Output for answers.pdf

In your answers.pdf document, you need to provide the complete output for the following invocations of your program:

q_learning('environment2.txt', -0.04, 1, 1000, 20)
q_learning('environment2.txt', -0.04, 0.9, 1000, 20)

Task 3 (10 points)

Suppose that you want to implement a Q-Learning algorithm for learning how to play chess.

  • What value would you assign for the reward of the non-terminal states? Why?
  • What value would you use for γ in the Q_Learning_Update function?

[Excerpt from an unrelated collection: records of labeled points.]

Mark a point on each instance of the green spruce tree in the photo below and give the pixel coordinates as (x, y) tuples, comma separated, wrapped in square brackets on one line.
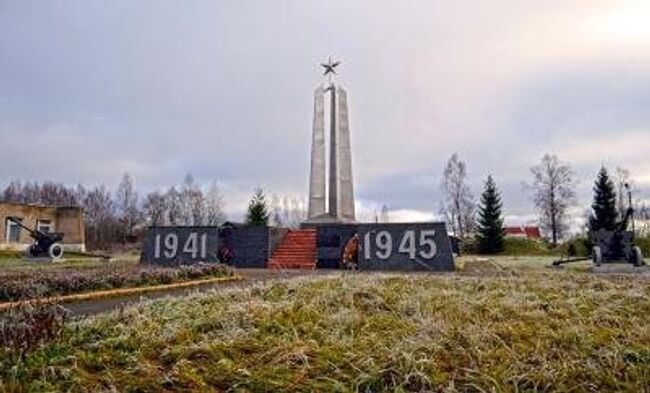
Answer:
[(604, 212), (490, 231), (258, 213)]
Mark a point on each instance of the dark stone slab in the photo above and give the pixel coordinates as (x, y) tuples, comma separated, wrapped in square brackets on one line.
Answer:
[(330, 241), (405, 247), (172, 246)]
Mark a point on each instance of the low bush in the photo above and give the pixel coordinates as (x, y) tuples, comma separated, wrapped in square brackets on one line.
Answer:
[(40, 283), (644, 244), (24, 328)]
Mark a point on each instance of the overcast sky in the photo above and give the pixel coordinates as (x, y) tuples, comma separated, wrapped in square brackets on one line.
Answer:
[(223, 89)]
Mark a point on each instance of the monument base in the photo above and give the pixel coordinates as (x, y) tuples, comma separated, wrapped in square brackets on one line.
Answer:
[(325, 219)]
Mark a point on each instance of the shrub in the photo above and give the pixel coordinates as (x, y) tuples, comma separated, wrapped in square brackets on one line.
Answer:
[(23, 329)]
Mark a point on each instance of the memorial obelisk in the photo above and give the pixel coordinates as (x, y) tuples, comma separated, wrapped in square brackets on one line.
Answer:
[(332, 200)]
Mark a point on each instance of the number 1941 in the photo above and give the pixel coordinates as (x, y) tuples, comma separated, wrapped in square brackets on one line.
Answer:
[(423, 246), (168, 246)]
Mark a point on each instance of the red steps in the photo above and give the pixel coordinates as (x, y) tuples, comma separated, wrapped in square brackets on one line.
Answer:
[(296, 251)]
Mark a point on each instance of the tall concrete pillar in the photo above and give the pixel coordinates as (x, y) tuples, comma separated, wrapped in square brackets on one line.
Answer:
[(331, 191), (333, 204), (317, 177), (345, 183)]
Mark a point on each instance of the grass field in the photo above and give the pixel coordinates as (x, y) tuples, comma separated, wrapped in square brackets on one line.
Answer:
[(24, 280), (496, 326)]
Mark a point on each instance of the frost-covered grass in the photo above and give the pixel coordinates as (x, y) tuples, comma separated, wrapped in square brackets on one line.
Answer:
[(507, 330)]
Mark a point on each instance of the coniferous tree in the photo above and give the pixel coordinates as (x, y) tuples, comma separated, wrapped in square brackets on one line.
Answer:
[(604, 211), (258, 213), (490, 231)]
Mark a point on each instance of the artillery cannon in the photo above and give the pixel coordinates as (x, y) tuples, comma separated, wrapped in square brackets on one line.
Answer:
[(45, 245), (617, 245), (613, 245)]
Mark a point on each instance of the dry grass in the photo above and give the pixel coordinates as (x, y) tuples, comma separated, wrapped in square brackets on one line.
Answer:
[(503, 330)]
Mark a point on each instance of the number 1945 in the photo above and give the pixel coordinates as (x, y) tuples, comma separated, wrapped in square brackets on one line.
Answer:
[(423, 246)]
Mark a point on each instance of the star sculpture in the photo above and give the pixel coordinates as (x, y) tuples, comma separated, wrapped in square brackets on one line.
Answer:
[(329, 66)]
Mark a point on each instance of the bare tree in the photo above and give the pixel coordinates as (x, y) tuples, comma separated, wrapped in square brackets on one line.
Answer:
[(214, 205), (384, 216), (174, 207), (277, 211), (553, 193), (100, 217), (155, 207), (126, 203), (458, 205), (644, 218), (191, 202), (621, 178)]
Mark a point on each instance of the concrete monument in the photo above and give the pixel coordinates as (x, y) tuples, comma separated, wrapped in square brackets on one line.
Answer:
[(333, 200)]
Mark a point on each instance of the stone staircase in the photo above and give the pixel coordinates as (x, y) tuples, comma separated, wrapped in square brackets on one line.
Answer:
[(296, 251)]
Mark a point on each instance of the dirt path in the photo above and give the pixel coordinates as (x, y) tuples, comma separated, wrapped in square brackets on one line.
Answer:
[(250, 276)]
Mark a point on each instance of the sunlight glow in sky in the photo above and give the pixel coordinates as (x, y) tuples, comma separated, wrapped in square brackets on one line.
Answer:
[(223, 90)]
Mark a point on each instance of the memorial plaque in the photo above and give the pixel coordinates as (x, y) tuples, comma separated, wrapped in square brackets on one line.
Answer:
[(181, 245), (409, 247)]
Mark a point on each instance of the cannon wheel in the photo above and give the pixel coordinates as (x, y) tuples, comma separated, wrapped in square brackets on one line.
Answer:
[(55, 251), (31, 252), (597, 255), (637, 256)]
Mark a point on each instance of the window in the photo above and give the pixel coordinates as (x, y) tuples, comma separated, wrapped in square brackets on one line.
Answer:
[(13, 231), (44, 226)]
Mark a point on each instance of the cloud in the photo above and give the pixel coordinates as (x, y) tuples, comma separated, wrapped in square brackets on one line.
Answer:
[(223, 90)]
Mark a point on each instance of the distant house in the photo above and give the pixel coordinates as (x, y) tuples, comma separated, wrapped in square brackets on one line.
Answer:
[(524, 232), (66, 220)]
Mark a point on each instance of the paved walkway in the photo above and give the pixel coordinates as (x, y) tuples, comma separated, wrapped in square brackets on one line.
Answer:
[(251, 276)]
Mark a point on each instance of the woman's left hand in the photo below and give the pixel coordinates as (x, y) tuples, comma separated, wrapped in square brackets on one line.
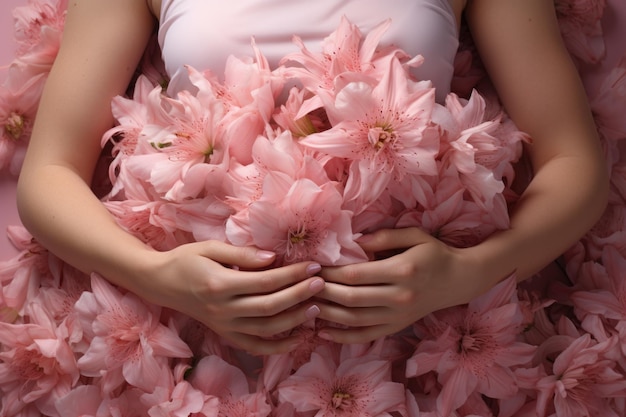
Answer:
[(380, 297)]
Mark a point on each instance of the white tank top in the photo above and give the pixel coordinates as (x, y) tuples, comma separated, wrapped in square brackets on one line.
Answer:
[(203, 33)]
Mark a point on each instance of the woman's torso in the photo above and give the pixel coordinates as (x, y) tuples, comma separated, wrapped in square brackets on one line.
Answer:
[(203, 33)]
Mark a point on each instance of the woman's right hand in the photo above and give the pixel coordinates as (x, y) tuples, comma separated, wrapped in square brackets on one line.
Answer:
[(230, 290)]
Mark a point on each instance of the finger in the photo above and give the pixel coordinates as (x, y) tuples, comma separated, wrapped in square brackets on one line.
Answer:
[(241, 256), (271, 304), (390, 239), (281, 323), (354, 317), (270, 281), (360, 295), (366, 273)]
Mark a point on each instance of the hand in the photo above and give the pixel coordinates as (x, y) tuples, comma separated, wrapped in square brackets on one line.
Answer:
[(248, 308), (381, 297)]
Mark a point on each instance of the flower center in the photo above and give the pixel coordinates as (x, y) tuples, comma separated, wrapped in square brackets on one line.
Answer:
[(297, 236), (15, 126), (28, 364), (471, 343), (341, 400), (379, 136)]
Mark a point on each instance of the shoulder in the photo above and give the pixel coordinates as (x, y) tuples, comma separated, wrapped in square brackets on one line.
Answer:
[(155, 7)]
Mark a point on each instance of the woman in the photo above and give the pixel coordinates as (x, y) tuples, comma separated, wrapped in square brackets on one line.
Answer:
[(521, 48)]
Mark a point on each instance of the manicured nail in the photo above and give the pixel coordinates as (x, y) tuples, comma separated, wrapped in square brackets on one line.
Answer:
[(317, 285), (325, 336), (313, 269), (265, 255), (312, 312), (364, 239)]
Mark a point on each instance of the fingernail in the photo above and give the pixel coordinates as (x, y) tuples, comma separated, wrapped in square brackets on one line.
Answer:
[(364, 239), (312, 312), (313, 269), (265, 255), (325, 336), (317, 285)]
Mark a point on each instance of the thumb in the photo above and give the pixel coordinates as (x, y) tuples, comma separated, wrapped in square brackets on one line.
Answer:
[(390, 239), (239, 256)]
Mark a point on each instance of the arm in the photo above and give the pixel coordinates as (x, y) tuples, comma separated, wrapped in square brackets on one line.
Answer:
[(103, 42), (522, 49), (521, 46)]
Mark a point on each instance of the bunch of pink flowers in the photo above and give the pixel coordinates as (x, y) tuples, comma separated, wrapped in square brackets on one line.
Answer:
[(356, 145)]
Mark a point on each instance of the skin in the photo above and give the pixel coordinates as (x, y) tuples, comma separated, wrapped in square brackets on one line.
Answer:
[(522, 50)]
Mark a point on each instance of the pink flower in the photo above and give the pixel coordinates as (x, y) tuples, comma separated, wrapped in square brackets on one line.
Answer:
[(580, 24), (473, 348), (583, 377), (37, 365), (384, 128), (18, 107), (218, 379), (31, 20), (299, 220), (357, 386), (176, 397), (607, 103), (127, 341), (343, 51), (155, 223)]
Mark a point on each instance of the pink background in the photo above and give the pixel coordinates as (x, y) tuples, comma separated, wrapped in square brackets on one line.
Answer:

Why?

Your choices should be the best choices that you can make so that your algorithm plays chess as well as possible.

Task 4 (20 points)

Figure 3: The environment to be considered in this task.

Consider the environment shown on Figure 3. States (1,2) and (3,2) are terminal, with utilities -1 and +1. States (2,1) and (2,3) are blocked. Suppose that actions and state transition models are as described in pages 9-10 of the MDP slides.

Part a: Suppose that the reward for non-terminal states is -0.04, and that γ=0.9. What is the utility for state (2,2)? Show how you compute this utility.

Part b: Suppose that γ=0.9, and that the reward for non-terminal states is an unspecified real number r (that can be positive or negative). For state (2,2), give the precise range of values for r for which the “up” action is not optimal. Show how you compute that range.